Citing an assessment by business consultant KPMG, Clive Hawkswood, the CEO of RGA, said that “only a gross profits taxation model will provide value for consumers, a reliable source of revenue for the government and a healthy competitive environment for the industry.”

In addition to the taxation policy, Hawkswood criticized regulations that require an online gambling operator to have servers located in Greece and have Greek domain names. Hawkswood said that the rules are too strict, discourage entry into the market and may be in violation of EU rules. Greece’s plans to issue between 15 and 50 gambling licenses is also too vague and needs to be clarified, according to RGA.

Hawkswood also compared the regulations to those of the new French gambling laws. France’s regulations have been called by many the worst in all of Europe. In France, a high tax rate, strict rules for licensure and a low cap on payout rate discourage entry into the market.

Online poker players protest tax increase

Tuesday, July 13th, 2010

Ah, government regulation. Many online poker players and proponents of online casinos support governments regulating online gambling because that gives them easier access to the games. In some countries, it would also take a currently illegal activity and make it legal.
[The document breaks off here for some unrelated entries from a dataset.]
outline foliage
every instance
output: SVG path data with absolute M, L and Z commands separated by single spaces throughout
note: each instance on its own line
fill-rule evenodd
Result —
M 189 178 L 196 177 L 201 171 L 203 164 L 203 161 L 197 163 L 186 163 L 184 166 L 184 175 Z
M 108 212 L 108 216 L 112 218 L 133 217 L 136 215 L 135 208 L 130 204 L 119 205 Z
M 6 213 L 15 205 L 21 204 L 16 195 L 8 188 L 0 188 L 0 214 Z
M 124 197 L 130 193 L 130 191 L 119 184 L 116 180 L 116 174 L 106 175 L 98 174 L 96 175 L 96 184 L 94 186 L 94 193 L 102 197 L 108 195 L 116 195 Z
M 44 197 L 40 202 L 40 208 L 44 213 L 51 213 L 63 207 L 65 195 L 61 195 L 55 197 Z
There is a problem that goes along with government regulation, though. Actually, there are many problems, but a major one is money. You see, governments aren’t going to regulate an industry out of the kindness of their hearts. They do it for tax revenue.

France recently opened up their online gambling market to foreign operators so online casinos based overseas could attract French customers. This was seen as a victory for supporters of online gambling in France. However, the legislation also mandated a 2% tax increase on all new online gambling sites. Those are sites that are new or new to the French market. For that reason, all overseas online casinos that entered the French market were slapped with a 2% tax increase.

Liberals and other people who know nothing about business would say, “So what? Those rich casinos can afford to pay more money. I don’t care if their taxes went up, since it doesn’t affect me.” The problem is, whenever you raise taxes on businesses it does affect you. It affects anyone who is a customer or partner of that business and anyone employed by that business. When hit with a higher tax, businesses will usually pass that extra cost on to their customers. That is exactly what online casinos are doing.

Most online poker sites operating in the French market have increased the rake by 2%. Some of those casinos and poker rooms are reporting rakes as high as 7.7%. That means it is costing the online poker players a lot of money and they are not too happy about it.

To protest the higher rakes, many online poker players have organized “sit out” protests. This method has the players signing up at poker tables but then refusing to play. With them occupying the table, no one else can take their spot and the casino loses money. Their goal is to force the online casinos and poker rooms to lower the rake percentage. The casinos, however, say that they have been losing money ever since France enacted the new gambling laws and instituted the tax increase and the only way they can remain profitable is to increase the rake.

And there you have the problem. The government running an industry is always bad for the industry, but it’s even worse for the consumers. The poker players don’t want to pay the high rake, but it’s necessary for the casinos to stay in business thanks to the tax hike by the government. Without that additional tax revenue, though, the government would not allow the casinos to operate in their country. It is a situation where nobody wins.